Nucleus has today announced the recommended cash acquisition of Curtis Banks Group plc (“Curtis Banks”) for consideration of 350p per Curtis Banks share, a 32.1% premium to the closing price before the commencement of the offer period, representing a total equity value for Curtis Banks of approximately £242 million on a fully diluted basis.

The transaction will bring together the Nucleus Group and the Curtis Banks Group to create a leading retirement-focused adviser platform with approximately £80 billion of assets under administration.

The combination of Curtis Banks’ award-winning SIPP and SSAS product offering and strong presence as a provider to customers with complex retirement needs, with Nucleus’ established reputation in the UK platform market will create a comprehensive proposition to support financial advisers and their customers across the full wealth spectrum.

Advisers currently served by Curtis Banks will also benefit from access to a broader suite of platform services available within the Nucleus Group’s existing offering, including ISAs, GIAs and onshore and offshore bonds, enabling financial advisers to help make retirement more rewarding for their customers.

The acquisition of Curtis Banks represents an attractive opportunity for the Nucleus Group to advance its stated strategy of creating one of the UK’s leading adviser platforms.

Nucleus is pleased that the board of Curtis Banks has unanimously recommended that Curtis Banks shareholders vote in favour of the transaction, and that the Curtis Banks directors who hold shares have irrevocably undertaken to Nucleus to do so themselves. Additionally, Nucleus has received irrevocable undertakings to vote in favour of the transaction from Christopher Banks, Rupert Curtis, Sally Curtis and Paul Tarran (the founding shareholders of Curtis Banks), Oryx International Growth Fund Limited and Odyssean Investment Trust plc, who in total represent approximately 49% of Curtis Banks’ issued share capital. In addition, Nucleus has received a letter of intent from Canaccord Genuity Asset Management Limited to vote in favour of the transaction. Accordingly, Nucleus has received irrevocable undertakings and a letter of intent to vote in favour of the transaction representing, in aggregate, approximately 54% of Curtis Banks’ issued share capital.

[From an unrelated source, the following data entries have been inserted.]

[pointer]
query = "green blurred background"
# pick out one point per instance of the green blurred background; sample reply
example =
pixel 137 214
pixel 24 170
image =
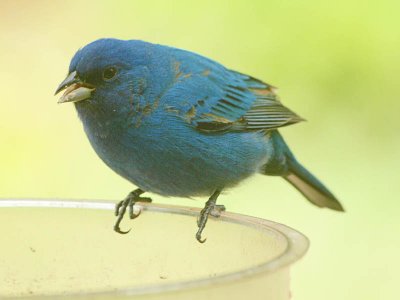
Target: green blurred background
pixel 337 64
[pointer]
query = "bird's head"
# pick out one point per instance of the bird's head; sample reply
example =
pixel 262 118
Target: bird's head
pixel 99 74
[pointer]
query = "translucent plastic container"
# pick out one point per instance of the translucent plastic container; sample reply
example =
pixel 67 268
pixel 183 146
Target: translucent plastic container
pixel 68 249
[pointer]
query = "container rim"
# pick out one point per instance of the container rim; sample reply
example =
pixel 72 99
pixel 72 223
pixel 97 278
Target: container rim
pixel 296 245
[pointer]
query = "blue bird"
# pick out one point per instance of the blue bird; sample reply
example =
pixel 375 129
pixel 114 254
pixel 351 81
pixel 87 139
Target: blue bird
pixel 175 123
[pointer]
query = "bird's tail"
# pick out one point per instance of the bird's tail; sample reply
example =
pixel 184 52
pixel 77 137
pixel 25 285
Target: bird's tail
pixel 310 186
pixel 283 163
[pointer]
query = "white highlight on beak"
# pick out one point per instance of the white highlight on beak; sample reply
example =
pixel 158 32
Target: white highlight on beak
pixel 75 93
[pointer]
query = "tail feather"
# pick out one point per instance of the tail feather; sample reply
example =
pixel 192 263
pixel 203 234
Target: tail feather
pixel 311 187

The acquisition is conditional on, amongst other things, approval by Curtis Banks shareholders and the receipt of clearances from relevant regulators. It is to be implemented by way of a Scheme of Arrangement and is expected to complete in Q2 2023.

Commenting on the announcement, Richard Rowney, Group CEO of the Nucleus Group, said: “We’re delighted to be announcing the acquisition of Curtis Banks, which on completion will become part of our leading independent adviser platform group, with approximately £80 billion in combined AuA. Our ambition remains to create the UK’s leading platform, exclusively for financial advisers to help them make retirement more rewarding for their customers. We’re already demonstrating the benefits of scale, enabling investment in technology, people, products, price and service.

As one of the UK’s largest independent SIPP and SSAS providers, Curtis Banks not only adds further significant scale to our business but will complement our existing expertise and benefit our combined adviser base providing added flexibility and optionality.”

David Barral, Executive Chairman of Curtis Banks, said: “The Board of Curtis Banks is pleased to be recommending the Nucleus Group’s offer for the company, which represents a significant premium in cash and offers certain value for our shareholders. Curtis Banks recognises Nucleus’ established reputation and strength in the adviser platform market, as well as our shared customer-centric approach and aligned corporate values. The Combined Group’s greater scale, efficient platform, broader product proposition and enhanced ability to invest in technology and service will benefit all stakeholders.”